L'audience s'est tenue dans un climat d'incertitude. La situation financière de la polyclinique a été jugée critique, avec des discussions centrées sur la possibilité d'un redressement judiciaire. Si cela se concrétise, un administrateur sera nommé dans le but de rétablir la situation de l’établissement. Une mesure qui pourrait avoir des conséquences lourdes sur les services offerts.
Les conséquences pourraient s'étendre à plusieurs services, ce qui amènerait un report de patients vers l’hôpital public de Pau, déjà en proie à des difficultés d'approvisionnement en soins. Au total, cela concerne près de 600 salariés qui attendent avec anxiété le verdict du tribunal.
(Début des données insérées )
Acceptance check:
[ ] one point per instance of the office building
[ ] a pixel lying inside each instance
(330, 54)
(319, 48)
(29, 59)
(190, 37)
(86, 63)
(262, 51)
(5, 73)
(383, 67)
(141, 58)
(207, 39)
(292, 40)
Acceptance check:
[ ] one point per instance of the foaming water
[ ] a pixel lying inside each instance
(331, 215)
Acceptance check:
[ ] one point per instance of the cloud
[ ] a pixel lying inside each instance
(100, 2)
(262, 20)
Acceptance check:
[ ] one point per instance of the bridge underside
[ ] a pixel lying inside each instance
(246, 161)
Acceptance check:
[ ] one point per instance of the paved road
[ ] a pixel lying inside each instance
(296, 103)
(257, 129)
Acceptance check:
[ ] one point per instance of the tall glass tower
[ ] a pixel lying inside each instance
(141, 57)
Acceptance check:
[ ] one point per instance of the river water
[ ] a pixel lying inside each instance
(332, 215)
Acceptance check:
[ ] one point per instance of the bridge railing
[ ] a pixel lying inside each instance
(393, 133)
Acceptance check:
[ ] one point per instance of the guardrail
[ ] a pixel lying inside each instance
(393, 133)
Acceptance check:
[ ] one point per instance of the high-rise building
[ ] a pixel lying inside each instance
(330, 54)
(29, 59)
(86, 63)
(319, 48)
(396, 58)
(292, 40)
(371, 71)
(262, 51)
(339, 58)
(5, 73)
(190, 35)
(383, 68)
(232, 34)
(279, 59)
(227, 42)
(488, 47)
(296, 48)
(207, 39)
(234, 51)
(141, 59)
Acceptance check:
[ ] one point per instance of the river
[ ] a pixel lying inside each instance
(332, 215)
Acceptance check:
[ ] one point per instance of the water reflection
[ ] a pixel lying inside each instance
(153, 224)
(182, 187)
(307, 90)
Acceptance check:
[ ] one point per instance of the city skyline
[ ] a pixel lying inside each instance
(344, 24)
Des revendications exprimées au tribunal
Deux représentants du personnel, dont Camille Bénazet, déléguée syndicale CFDT, ont assisté à l’audience. Bien que la journée n'ait pas apporté de solutions concrètes, elle a été l'occasion d'exprimer les préoccupations des salariés. Camille a affirmé : "On n’a pas eu de réponse sur un plan quelconque, on ne sait pas où on va. Cependant, nous avons eu la possibilité de faire entendre notre voix et de partager les inquiétudes des employés, notamment sur la menace qui pèse sur les emplois."
Elle a aussi noté une écoute de la part des juges : "On a senti le tribunal réceptif à notre demande. Ils semblent conscients des enjeux historiques entourant le groupe et ont compris l'urgence de la situation pour nos emplois et notre avenir."
La décision du tribunal est décisive non seulement pour la clinique, mais aussi pour l’accès aux soins dans le Béarn. Les équipes médicales et les patients attendent avec impatience le dénouement de cette affaire qui pourrait redéfinir les soins de santé dans la région.